An diesen Tagen trinkt sie nicht und fährt ihn im Wartburg nach Mitte. Ein paar Blocks vom „Tränenpalast“ entfernt lässt sie ihn aussteigen.

Alles Scheiße.

 

Sie gehört zum Reisekader. Wenn sie zum Übersetzen muss, fliegt er nach. Er hat eben etwas zu recherchieren – Ost-Business. Abends drückt er sich in ihr Hotelzimmer und verlässt es vor dem hellen Tag. Während sie arbeitet, geht er spazieren.

Das ist Scheiße.

 

Sie ist ein Erkältungstyp. Wenn es sie erwischt, dann pflegt er sie. Räumt die Wohnung auf. Kocht Tee. Legt Wickel um die Waden. Sorgt dafür, dass sie einschläft. Setzt sich in den Sessel, von dem aus er das Bett im Blick hat und guckt DDR-Fernsehen. Um zehn sieht er nach, ob sie gut zugedeckt ist und fährt zurück in den Westen.

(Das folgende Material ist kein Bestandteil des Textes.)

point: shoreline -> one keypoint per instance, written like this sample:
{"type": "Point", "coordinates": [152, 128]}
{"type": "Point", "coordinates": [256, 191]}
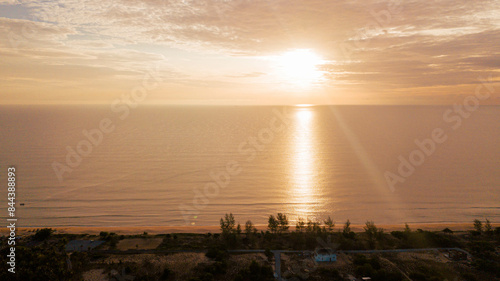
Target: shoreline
{"type": "Point", "coordinates": [138, 230]}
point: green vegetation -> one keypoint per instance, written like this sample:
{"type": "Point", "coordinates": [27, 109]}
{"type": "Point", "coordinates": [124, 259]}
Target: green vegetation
{"type": "Point", "coordinates": [42, 256]}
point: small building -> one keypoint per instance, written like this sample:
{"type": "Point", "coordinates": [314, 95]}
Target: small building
{"type": "Point", "coordinates": [457, 256]}
{"type": "Point", "coordinates": [325, 255]}
{"type": "Point", "coordinates": [82, 245]}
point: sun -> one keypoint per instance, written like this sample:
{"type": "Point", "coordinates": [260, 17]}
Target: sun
{"type": "Point", "coordinates": [299, 67]}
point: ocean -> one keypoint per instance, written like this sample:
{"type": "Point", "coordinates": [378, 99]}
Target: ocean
{"type": "Point", "coordinates": [94, 165]}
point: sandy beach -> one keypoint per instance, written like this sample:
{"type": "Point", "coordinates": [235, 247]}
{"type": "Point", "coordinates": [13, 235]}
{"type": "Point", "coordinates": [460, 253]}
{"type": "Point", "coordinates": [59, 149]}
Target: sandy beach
{"type": "Point", "coordinates": [216, 229]}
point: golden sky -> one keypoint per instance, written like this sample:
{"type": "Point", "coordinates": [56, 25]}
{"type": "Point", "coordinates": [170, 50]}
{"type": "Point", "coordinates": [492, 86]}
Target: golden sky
{"type": "Point", "coordinates": [249, 51]}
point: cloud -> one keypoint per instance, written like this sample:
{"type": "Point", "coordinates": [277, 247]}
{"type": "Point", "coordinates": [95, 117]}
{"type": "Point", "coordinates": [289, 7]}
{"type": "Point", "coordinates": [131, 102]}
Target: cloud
{"type": "Point", "coordinates": [371, 45]}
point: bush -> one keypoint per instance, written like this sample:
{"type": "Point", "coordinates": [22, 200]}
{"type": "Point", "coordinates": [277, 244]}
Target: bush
{"type": "Point", "coordinates": [217, 254]}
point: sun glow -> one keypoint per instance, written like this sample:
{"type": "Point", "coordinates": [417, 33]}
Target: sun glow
{"type": "Point", "coordinates": [299, 67]}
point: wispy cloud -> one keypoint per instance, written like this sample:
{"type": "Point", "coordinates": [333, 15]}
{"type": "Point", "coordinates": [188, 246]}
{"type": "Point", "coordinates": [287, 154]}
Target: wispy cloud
{"type": "Point", "coordinates": [437, 46]}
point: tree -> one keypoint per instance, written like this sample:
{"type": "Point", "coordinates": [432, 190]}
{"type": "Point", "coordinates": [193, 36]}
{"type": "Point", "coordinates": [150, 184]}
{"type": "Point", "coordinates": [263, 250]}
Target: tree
{"type": "Point", "coordinates": [329, 224]}
{"type": "Point", "coordinates": [272, 224]}
{"type": "Point", "coordinates": [300, 225]}
{"type": "Point", "coordinates": [478, 225]}
{"type": "Point", "coordinates": [227, 224]}
{"type": "Point", "coordinates": [372, 232]}
{"type": "Point", "coordinates": [249, 228]}
{"type": "Point", "coordinates": [407, 229]}
{"type": "Point", "coordinates": [347, 228]}
{"type": "Point", "coordinates": [487, 227]}
{"type": "Point", "coordinates": [282, 222]}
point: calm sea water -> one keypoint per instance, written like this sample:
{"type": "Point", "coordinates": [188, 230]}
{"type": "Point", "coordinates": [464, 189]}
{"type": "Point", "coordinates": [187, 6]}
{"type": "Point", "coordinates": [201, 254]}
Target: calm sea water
{"type": "Point", "coordinates": [161, 164]}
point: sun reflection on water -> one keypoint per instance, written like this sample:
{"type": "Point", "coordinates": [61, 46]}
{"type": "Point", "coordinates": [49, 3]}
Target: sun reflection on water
{"type": "Point", "coordinates": [303, 186]}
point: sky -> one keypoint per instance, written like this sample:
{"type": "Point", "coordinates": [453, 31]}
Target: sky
{"type": "Point", "coordinates": [249, 51]}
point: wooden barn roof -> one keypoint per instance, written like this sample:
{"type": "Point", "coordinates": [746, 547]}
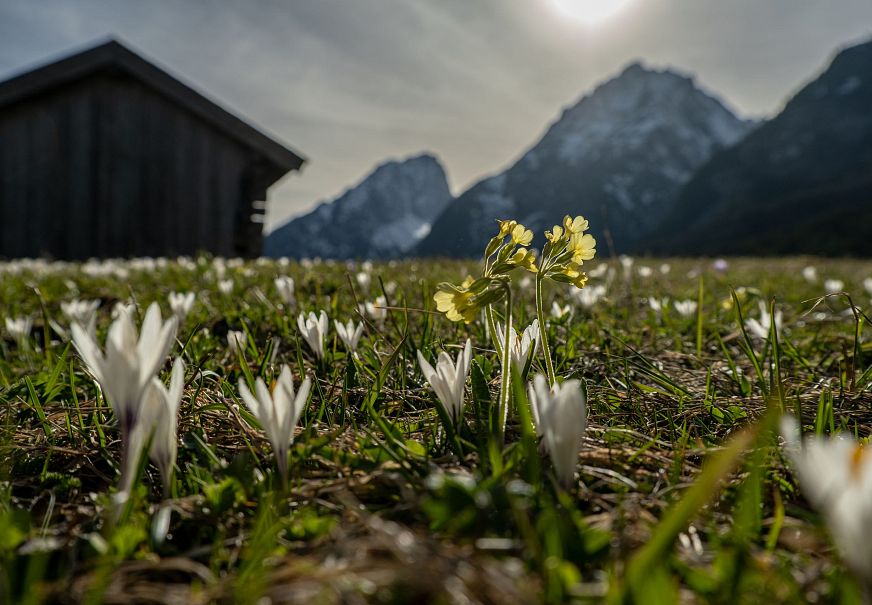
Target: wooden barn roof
{"type": "Point", "coordinates": [113, 55]}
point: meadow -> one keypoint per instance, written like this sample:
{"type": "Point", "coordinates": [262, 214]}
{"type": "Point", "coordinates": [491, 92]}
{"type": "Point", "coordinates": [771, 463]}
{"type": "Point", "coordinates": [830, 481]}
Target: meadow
{"type": "Point", "coordinates": [681, 490]}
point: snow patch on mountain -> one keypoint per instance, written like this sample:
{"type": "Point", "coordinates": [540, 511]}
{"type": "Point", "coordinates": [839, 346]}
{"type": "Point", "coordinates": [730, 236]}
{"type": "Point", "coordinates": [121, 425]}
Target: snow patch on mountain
{"type": "Point", "coordinates": [383, 216]}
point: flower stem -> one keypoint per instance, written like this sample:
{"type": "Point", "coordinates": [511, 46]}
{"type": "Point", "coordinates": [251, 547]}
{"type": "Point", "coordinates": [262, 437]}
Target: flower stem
{"type": "Point", "coordinates": [543, 332]}
{"type": "Point", "coordinates": [506, 382]}
{"type": "Point", "coordinates": [492, 327]}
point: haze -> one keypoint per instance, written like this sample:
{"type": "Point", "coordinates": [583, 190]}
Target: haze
{"type": "Point", "coordinates": [351, 83]}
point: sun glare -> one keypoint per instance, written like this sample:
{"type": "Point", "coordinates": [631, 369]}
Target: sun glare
{"type": "Point", "coordinates": [590, 11]}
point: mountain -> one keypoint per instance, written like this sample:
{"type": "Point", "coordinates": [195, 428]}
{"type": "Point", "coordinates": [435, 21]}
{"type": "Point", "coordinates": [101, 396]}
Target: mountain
{"type": "Point", "coordinates": [383, 216]}
{"type": "Point", "coordinates": [799, 184]}
{"type": "Point", "coordinates": [619, 157]}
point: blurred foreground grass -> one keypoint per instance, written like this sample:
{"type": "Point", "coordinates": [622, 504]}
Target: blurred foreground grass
{"type": "Point", "coordinates": [382, 506]}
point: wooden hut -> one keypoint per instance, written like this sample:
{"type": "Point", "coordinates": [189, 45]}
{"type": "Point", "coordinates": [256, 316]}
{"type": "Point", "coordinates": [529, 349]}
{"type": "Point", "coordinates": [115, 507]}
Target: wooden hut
{"type": "Point", "coordinates": [103, 154]}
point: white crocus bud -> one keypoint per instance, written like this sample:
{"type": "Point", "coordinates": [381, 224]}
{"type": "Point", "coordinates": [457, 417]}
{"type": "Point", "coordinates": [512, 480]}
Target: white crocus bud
{"type": "Point", "coordinates": [127, 367]}
{"type": "Point", "coordinates": [448, 378]}
{"type": "Point", "coordinates": [349, 333]}
{"type": "Point", "coordinates": [560, 415]}
{"type": "Point", "coordinates": [521, 347]}
{"type": "Point", "coordinates": [278, 412]}
{"type": "Point", "coordinates": [314, 331]}
{"type": "Point", "coordinates": [181, 304]}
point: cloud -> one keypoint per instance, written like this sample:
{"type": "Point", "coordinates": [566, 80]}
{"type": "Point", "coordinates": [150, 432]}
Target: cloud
{"type": "Point", "coordinates": [350, 83]}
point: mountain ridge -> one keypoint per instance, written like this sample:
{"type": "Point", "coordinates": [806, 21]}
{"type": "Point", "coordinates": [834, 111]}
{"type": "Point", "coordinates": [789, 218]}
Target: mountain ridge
{"type": "Point", "coordinates": [382, 216]}
{"type": "Point", "coordinates": [620, 152]}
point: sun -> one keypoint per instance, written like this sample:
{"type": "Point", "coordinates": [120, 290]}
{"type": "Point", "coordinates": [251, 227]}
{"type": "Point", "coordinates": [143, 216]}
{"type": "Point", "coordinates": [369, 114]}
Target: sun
{"type": "Point", "coordinates": [590, 11]}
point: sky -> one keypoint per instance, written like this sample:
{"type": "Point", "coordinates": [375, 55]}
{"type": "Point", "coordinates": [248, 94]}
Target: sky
{"type": "Point", "coordinates": [350, 84]}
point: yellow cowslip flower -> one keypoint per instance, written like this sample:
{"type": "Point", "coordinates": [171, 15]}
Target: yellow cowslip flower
{"type": "Point", "coordinates": [575, 225]}
{"type": "Point", "coordinates": [525, 259]}
{"type": "Point", "coordinates": [521, 235]}
{"type": "Point", "coordinates": [507, 227]}
{"type": "Point", "coordinates": [581, 280]}
{"type": "Point", "coordinates": [555, 234]}
{"type": "Point", "coordinates": [456, 302]}
{"type": "Point", "coordinates": [583, 246]}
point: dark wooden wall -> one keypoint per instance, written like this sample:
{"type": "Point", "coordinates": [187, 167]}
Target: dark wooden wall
{"type": "Point", "coordinates": [107, 167]}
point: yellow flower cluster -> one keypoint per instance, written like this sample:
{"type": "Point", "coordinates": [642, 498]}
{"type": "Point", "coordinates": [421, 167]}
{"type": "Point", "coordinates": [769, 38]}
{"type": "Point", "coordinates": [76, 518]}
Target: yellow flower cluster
{"type": "Point", "coordinates": [502, 256]}
{"type": "Point", "coordinates": [567, 248]}
{"type": "Point", "coordinates": [464, 302]}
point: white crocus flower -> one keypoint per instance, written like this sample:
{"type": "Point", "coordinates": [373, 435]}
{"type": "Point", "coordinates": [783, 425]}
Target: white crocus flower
{"type": "Point", "coordinates": [127, 367]}
{"type": "Point", "coordinates": [560, 415]}
{"type": "Point", "coordinates": [122, 308]}
{"type": "Point", "coordinates": [19, 328]}
{"type": "Point", "coordinates": [559, 312]}
{"type": "Point", "coordinates": [449, 378]}
{"type": "Point", "coordinates": [834, 285]}
{"type": "Point", "coordinates": [364, 280]}
{"type": "Point", "coordinates": [835, 474]}
{"type": "Point", "coordinates": [285, 288]}
{"type": "Point", "coordinates": [761, 328]}
{"type": "Point", "coordinates": [159, 418]}
{"type": "Point", "coordinates": [349, 333]}
{"type": "Point", "coordinates": [588, 297]}
{"type": "Point", "coordinates": [685, 308]}
{"type": "Point", "coordinates": [82, 312]}
{"type": "Point", "coordinates": [521, 347]}
{"type": "Point", "coordinates": [658, 304]}
{"type": "Point", "coordinates": [235, 340]}
{"type": "Point", "coordinates": [314, 331]}
{"type": "Point", "coordinates": [181, 304]}
{"type": "Point", "coordinates": [278, 412]}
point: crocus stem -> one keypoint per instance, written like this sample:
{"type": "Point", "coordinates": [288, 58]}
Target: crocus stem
{"type": "Point", "coordinates": [543, 332]}
{"type": "Point", "coordinates": [506, 382]}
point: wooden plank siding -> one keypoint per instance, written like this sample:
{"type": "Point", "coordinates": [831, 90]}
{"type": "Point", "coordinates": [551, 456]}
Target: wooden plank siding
{"type": "Point", "coordinates": [109, 165]}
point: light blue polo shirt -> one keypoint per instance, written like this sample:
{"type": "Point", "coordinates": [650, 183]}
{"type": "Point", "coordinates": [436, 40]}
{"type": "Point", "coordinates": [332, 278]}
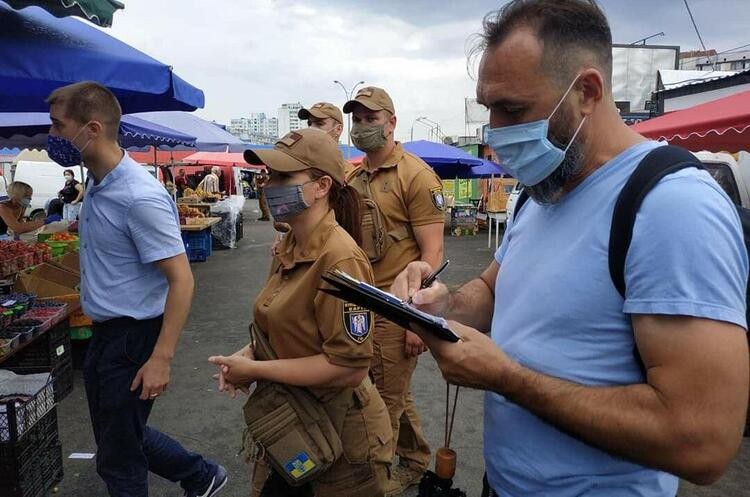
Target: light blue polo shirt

Sex hat er nicht gehabt. Aber das Gefühl, dass es ein guter Tag gewesen ist. So normal. So zusammen.

 

Manchmal sagt er, er werde sie raus holen. Sie antwortet nicht. Also wird er wieder stumm.

Alles Scheiße.

 

*“2017“ beginnt in der Kalenderwoche 38 des Jahres 2017 und endet am 31. Dezember. Thema: 105 Tage Deutschland. Unterwegs in der „Heimat“.